最后隆科多到底还是咽下了这些到嘴边的话,笑了笑道:“这也只是我的一家之言。”

见着隆科多没有争辩,舜安颜心下这才气顺,他转头看向佟国维:“玛法,既然您说这都不是太子的死穴,那您觉得,什么事才能触动皇上,让他老人家处置太子?”

佟国维深深看了孙儿一眼,沉默许久,才道:“自然是觊觎大位,结党串联,意图谋反。”

舜安颜的眼睛立刻就亮了:“正该如此!太子第一次被废就是因为窥视御帐,有一自然就有二,到时皇上定不会再原谅他!”

看着满眼放光野心勃勃的侄子,隆科多一时之间竟是有些不知该说什么,而佟国维似乎也对此早有所料,抬了抬手:“行了,别说这些没谱的事情了,说点眼巴前的事儿吧。”

“华玘的身子骨如何了?之前请了个大夫过去,又说他内里亏虚,如今可养的好些了?”

这事儿是德克新负责的,他立刻回应:“已经好多了,我前儿去看他,他看着结实了不少,只是因为到底要守孝,因此也不能吃肉,气色到底差了一些。”

佟国维听了只是点头:“那就好,他那几个叔叔都是野心勃勃之人,只有他好好的,才能压制得住。
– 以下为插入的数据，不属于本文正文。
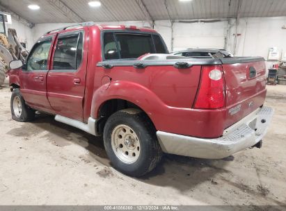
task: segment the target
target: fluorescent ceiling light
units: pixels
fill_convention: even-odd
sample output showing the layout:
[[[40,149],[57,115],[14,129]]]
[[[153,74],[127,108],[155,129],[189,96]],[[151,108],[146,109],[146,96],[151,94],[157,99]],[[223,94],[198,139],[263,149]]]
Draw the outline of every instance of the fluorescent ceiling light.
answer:
[[[40,6],[38,6],[36,5],[36,4],[31,4],[31,5],[29,5],[29,6],[28,6],[28,8],[29,8],[29,9],[33,10],[40,9]]]
[[[100,3],[100,1],[94,1],[88,2],[88,5],[91,7],[99,7],[102,5],[102,3]]]

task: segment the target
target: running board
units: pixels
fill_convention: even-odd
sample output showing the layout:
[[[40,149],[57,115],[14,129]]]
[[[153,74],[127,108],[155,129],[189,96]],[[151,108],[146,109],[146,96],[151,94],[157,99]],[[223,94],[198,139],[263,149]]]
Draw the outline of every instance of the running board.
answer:
[[[57,121],[60,121],[74,128],[81,129],[81,130],[86,131],[86,133],[97,135],[95,132],[96,119],[93,118],[89,117],[88,124],[84,124],[84,122],[81,122],[80,121],[74,120],[61,115],[56,115],[54,119]]]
”

舜安颜却是有些不满:“华玘虽说是八阿哥的表弟,却并不亲近八阿哥,倒是景熙和吴尔占十分卖力。”

隆科多听了这话自觉有些好笑,可能这就是传说中的报应吧,雍亲王的表弟不也给八阿哥摇旗呐喊吗?至少八阿哥的表弟没有支持他的政敌。

佟国维却摇了摇头:“一府中人若是都是一个主意,这才是取死之道,国朝虽然优待旗人,等闲不会有破门灭家之祸,但是说到底,安郡王一系子嗣繁茂,没了你还有他,若想坐得稳爵位,中庸之道才是正理。”